Dla wielu to nierealny scenariusz. Trener Robert Kasperczyk nie składa jednak broni. Do końca wierzy w swoich podopiecznych.
- Czy w niedzielę, w trakcie naszego meczu z Legią, będziemy spoglądać na wynik we Wrocławiu? Powiem za siebie. Będę koncentrował się na tym, co będzie się działo na boisku przy Łazienkowskiej. Moja uwaga będzie całkowicie sfokusowana na spotkaniu, zadaniach zawodników, na tym, żeby wywieźć z Warszawy trzy punkty.
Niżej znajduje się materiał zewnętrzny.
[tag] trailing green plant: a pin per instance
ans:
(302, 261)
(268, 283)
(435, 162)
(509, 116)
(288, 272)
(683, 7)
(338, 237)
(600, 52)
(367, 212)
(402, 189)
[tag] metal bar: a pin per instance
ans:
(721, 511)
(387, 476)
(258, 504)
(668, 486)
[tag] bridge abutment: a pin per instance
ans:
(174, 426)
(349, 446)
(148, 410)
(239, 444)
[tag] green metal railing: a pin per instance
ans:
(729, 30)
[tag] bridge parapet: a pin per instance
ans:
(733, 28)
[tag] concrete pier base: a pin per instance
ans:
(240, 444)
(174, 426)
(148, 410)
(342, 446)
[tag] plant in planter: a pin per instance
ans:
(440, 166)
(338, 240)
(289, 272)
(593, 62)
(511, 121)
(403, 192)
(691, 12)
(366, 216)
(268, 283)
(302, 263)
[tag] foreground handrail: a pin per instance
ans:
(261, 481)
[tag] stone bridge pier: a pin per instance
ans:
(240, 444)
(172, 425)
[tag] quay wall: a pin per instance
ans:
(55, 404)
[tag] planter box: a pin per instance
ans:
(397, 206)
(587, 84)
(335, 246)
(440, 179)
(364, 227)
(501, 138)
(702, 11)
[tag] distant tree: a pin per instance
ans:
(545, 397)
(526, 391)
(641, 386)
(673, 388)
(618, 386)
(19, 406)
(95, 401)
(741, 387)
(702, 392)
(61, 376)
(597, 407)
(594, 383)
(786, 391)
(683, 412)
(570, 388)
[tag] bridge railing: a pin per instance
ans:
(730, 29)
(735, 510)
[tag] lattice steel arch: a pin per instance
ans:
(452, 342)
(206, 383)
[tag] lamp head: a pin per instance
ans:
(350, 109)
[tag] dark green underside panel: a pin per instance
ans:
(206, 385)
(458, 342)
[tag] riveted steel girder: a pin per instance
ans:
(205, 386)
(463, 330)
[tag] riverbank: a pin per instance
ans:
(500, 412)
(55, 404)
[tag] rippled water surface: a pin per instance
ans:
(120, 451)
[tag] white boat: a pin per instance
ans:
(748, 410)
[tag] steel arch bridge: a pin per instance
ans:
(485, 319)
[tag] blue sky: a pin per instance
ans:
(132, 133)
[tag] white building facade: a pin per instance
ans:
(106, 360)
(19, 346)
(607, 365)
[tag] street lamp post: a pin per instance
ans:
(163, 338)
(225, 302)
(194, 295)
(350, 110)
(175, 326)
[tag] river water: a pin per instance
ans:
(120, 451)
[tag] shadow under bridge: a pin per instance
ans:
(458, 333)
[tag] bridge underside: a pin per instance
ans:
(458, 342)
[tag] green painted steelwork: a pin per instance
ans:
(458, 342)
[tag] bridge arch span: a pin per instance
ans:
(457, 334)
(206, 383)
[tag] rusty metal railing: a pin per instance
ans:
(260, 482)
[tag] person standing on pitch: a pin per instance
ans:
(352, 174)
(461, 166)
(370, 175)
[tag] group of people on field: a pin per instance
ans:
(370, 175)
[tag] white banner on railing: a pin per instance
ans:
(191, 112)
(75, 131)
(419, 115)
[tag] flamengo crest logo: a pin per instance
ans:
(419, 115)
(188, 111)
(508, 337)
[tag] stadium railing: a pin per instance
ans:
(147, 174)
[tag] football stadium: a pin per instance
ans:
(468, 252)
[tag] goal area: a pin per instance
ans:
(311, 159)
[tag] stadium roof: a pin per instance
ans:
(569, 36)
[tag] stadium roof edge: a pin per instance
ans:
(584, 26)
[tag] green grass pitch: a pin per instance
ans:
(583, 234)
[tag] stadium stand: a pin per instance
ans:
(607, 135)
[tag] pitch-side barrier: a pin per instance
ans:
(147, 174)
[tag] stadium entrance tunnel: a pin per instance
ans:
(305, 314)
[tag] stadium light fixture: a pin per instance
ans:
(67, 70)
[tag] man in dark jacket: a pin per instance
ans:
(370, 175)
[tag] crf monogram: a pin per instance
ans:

Chciałbym dowiedzieć się o wyniku we Wrocławiu po naszym dobrym meczu - oznajmił.
- Ale podejrzewam, znając realia, że jakoś do mnie dojdzie, co tam się dzieje. Proszę wierzyć, skupiamy się tylko i wyłącznie na sobie. Żeby myśleć, co wydarzy się we Wrocławiu, należy wygrać na stadionie Legii. Wiemy, że gramy z mistrzem Polski i nie będzie to łatwe zadanie - przyznał.
- Chciałbym zobaczyć - a jestem przekonany, patrząc nawet na ostatnią grę wewnętrzną, jak to wyglądało – zespół totalnie zdeterminowany. Żeby każdy kibic, który będzie na stadionie przy Łazienkowskiej, widział drużynę zdeterminowaną, bardziej chcącą niż przeciwnik. Ale doskonale zdajemy sobie sprawę z tego, z kim gramy - zaznaczył.
- Gdyby zrobić zbitkę filmów z ofensywnych akcji Legii… To zespół, który mógłby spokojnie, w pucharach, nie powstydzić się tego typu sytuacji. Nawet w ostatnich meczach, kiedy stołeczna drużyna zapewniła już sobie mistrzostwo, pokazała, że jest bardzo groźna w ataku pozycyjnym - zakończył.